Could be stated that research activity of Industrial Property Department and Institute for Legal Protection of Intellectual Property of Metropolitan University Prague and its external collaborators focusing on Community trademark and design development, has fulfilled its purpose. It has succeeded to analyze the latest development and to define modification proposals prepared constantly in the last years from factual point of view and also in terms of organizational arrangements that can provide intended modifications.

This collective monography concentrates papers from theorists, providing research in this field, as well as specialists, who work either in central state administration organ i.e. Industrial Property Office or as patent and trademark executive attorneys and doctoral students of Metropolitan University Prague.

Long-term cooperation with Slovakian Pavel Jozef Šafárik University of Law in Košice has brought issues of industrial property rights in context of copyright.

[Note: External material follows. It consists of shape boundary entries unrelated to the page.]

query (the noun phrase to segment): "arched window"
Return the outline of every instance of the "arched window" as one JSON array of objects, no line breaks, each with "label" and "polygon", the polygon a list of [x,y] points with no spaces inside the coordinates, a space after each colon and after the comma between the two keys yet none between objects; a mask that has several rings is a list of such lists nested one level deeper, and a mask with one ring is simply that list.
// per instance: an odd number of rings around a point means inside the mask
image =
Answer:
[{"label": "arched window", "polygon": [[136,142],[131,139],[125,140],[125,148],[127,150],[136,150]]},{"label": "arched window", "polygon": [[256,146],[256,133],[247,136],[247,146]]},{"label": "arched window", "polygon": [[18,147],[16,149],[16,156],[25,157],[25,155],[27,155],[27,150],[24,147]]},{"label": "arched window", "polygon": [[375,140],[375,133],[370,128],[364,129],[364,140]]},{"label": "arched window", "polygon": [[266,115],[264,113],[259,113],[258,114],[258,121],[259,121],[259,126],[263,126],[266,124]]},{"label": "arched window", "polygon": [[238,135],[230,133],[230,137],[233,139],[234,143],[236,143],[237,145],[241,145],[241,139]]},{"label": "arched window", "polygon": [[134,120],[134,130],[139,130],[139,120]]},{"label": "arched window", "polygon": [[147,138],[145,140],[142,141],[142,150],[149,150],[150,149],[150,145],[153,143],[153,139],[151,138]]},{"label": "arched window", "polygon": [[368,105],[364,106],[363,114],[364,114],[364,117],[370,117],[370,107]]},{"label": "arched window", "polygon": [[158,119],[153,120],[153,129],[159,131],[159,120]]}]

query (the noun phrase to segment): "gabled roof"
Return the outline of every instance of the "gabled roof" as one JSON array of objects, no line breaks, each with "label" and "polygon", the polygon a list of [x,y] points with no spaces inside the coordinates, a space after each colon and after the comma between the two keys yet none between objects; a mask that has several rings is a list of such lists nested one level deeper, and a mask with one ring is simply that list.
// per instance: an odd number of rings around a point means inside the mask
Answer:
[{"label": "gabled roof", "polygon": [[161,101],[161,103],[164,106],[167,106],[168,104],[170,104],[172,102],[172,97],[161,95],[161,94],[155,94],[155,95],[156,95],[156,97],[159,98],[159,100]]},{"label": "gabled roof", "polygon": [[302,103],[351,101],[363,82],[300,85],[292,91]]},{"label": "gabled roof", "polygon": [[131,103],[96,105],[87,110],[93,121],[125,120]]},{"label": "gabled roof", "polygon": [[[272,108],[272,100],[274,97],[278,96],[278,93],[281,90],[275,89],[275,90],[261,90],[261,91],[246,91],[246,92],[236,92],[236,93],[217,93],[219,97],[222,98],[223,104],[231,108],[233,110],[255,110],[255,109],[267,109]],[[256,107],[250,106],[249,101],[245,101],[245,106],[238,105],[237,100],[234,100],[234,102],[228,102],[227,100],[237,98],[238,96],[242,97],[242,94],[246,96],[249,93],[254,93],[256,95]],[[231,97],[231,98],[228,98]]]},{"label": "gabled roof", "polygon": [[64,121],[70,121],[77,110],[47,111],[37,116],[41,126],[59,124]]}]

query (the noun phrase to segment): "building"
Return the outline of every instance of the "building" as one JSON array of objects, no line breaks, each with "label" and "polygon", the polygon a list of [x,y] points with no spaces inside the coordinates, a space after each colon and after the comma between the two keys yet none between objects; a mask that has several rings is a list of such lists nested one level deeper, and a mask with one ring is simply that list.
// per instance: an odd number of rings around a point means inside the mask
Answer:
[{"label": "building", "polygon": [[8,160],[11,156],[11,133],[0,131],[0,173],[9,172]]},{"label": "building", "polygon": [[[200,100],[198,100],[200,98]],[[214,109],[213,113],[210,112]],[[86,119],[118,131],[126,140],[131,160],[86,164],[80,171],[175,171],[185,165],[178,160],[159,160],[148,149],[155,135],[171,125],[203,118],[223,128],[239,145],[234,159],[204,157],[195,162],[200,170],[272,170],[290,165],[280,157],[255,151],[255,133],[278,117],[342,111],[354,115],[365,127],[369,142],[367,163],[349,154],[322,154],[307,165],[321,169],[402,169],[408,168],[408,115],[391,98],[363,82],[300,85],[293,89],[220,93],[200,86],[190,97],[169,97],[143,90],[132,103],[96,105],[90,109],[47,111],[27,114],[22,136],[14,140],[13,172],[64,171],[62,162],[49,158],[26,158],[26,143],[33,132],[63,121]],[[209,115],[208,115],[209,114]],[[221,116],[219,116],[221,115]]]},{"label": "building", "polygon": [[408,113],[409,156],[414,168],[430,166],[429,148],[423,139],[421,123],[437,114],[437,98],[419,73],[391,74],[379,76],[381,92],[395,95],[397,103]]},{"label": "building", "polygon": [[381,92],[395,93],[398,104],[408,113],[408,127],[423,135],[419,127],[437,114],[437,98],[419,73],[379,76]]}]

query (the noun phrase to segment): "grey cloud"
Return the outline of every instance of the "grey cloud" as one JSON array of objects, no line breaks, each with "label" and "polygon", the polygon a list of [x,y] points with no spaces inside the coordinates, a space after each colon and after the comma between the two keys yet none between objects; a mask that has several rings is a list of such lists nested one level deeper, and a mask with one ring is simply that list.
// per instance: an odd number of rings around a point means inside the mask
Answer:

 Certainly, fundamental papers analyze convergence of practice in European Union with focus on influence of non-distinctive elements in opposition proceeding of trademarks and convergence of practice related to harmonization of goods and services classification. The papers also study objections to public order under the terms of absolute grounds and court practice of relative grounds for refusal of Community trademark registration. Implemented is also comparison of solutions of those problems within the scope of European Union and national Industrial Property Office. 

Beside does not even stay industrial designs. There are researched questions of refusal of design registration in Czech Industrial Property Office and Office for Harmonization in the Internal Market with its seat in Spanish Alicante and also there is outlined the development in this field.

Collection of research papers terminates by analysis of constitutional court complaints in trademarks and industrial designs cases. The conclusion shows, that constitutional court complaints make in the court agenda not whole 0,3% of the total amount of cases and at the same time 15% of those complaints are against decisions of the president of Industrial Property Office. Only one complaint against the decision of the president of Industrial Property Office was concluded by ruling, when Constitutional Court allowed the complaint. All others were refused by resolution as obviously unsubstantiated.

In general could be summarized, that team of creative professionals, who contributed in this collective monography, have shown highly valued outcomes, which can assess the development in the theory and practice in following years.